Cons. Stato Sez. IV, Sent., 27-12-2011, n. 6859 Magistrati e categorie equiparate

Sentenza scelta dal dott. Domenico Cirasole direttore del sito giuridico http://www.gadit.it/

Svolgimento del processo – Motivi della decisione

Il prof. avv. G. G., magistrato collocato a riposo per dimissioni a partire dal 29 ottobre 1981, ha impugnato, chiedendone la riforma previa sospensione dell’esecuzione, la sentenza con la quale il T.A.R. del Lazio ha respinto il ricorso da lui proposto avverso i provvedimenti con i quali il Ministero di Grazia e Giustizia, nel disporre l’erogazione a suo favore dei benefici economici ex art. 5, d.P.R. 28 dicembre 1970, nr. 1080, riconosciutigli a seguito di giudicato, ha altresì stabilito che le somme così erogate per il periodo dal 1 gennaio 1979 al 28 ottobre 1981 nonché per interessi e rivalutazione venissero recuperate ai sensi e con le modalità previste dall’art. 10, comma 2, ultima parte, della legge 6 agosto 1984, nr. 425.
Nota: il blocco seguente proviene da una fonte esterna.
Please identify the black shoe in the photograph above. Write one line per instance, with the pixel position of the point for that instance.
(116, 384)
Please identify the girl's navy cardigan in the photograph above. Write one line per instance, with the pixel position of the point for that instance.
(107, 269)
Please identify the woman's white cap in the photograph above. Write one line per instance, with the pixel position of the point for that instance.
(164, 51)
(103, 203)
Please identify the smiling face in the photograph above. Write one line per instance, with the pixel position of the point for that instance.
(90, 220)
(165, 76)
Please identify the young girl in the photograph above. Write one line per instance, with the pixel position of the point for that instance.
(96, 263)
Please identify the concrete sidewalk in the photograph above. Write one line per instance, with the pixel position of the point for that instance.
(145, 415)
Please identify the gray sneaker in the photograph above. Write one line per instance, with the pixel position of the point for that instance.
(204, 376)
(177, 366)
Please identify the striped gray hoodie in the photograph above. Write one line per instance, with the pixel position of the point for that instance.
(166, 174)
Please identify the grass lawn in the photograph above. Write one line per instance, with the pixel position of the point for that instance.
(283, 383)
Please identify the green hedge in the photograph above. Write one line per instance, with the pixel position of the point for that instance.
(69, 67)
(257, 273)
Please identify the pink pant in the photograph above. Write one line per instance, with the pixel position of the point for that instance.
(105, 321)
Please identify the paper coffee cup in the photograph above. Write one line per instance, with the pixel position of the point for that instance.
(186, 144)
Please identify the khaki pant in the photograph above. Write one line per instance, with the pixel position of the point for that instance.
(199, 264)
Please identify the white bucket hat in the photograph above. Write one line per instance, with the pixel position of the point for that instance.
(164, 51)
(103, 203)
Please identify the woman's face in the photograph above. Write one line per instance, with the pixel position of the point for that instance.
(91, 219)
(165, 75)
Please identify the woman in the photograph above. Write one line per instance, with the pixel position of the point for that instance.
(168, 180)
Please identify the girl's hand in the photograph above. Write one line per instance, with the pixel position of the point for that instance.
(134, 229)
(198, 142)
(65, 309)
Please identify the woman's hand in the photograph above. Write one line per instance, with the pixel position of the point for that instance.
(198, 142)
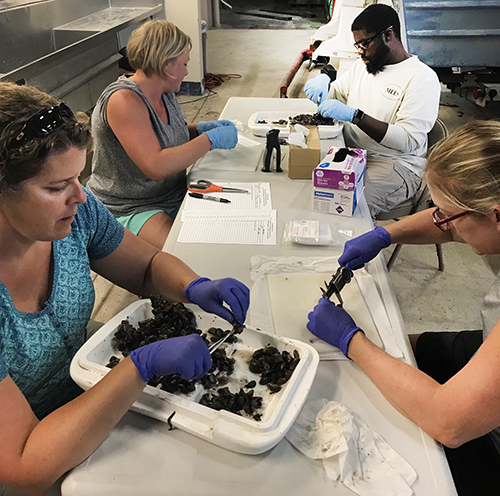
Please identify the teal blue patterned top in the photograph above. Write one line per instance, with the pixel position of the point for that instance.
(36, 348)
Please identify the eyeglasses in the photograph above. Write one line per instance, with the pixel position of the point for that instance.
(442, 222)
(363, 44)
(43, 123)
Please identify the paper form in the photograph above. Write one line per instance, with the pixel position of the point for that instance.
(257, 198)
(243, 227)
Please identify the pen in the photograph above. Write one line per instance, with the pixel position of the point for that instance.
(205, 197)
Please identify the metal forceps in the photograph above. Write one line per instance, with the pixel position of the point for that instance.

A sostegno dell’impugnazione, l’appellante ha dedotto:

1) violazione e/o erronea applicazione dell’art. 10, comma 2, della legge nr. 425 del 1984 (essendo tale norma applicabile ai soli magistrati in servizio alla data del 1 luglio 1983, mentre l’odierno appellante risultava collocato a riposo in epoca anteriore a tale data);

2) in via subordinata, illegittimità costituzionale dell’art. 10, comma 2, della legge nr. 425 del 1984; omessa e/o insufficiente valutazione del denunciato profilo (non potendo l’applicazione della norma incidere su situazioni, come quella dell’odierno istante, ormai coperte da giudicato).

Si è costituito l’INPDAP, il quale ha diffusamente argomentato a sostegno dell’infondatezza dell’appello, chiedendone la reiezione.

Alla camera di consiglio del 29 novembre 2011, fissata per l’esame della domanda incidentale di sospensiva, alle parti è stato dato avviso della possibilità di immediata definizione del giudizio nel merito.

Infatti, l’appello è manifestamente infondato.

Ed invero, le questioni evocate nel presente contenzioso, relative all’interpretazione ed all’applicazione del meccanismo perequativo introdotto dal precitato art. 10, comma 2, della legge nr. 425 del 1984, che ha previsto il "riassorbimento" degli incrementi retributivi periodici attribuiti al personale di magistratura, sono state già ampiamente esaminate e delibate dalla giurisprudenza in senso sfavorevole alle tesi oggi esposte dall’appellante.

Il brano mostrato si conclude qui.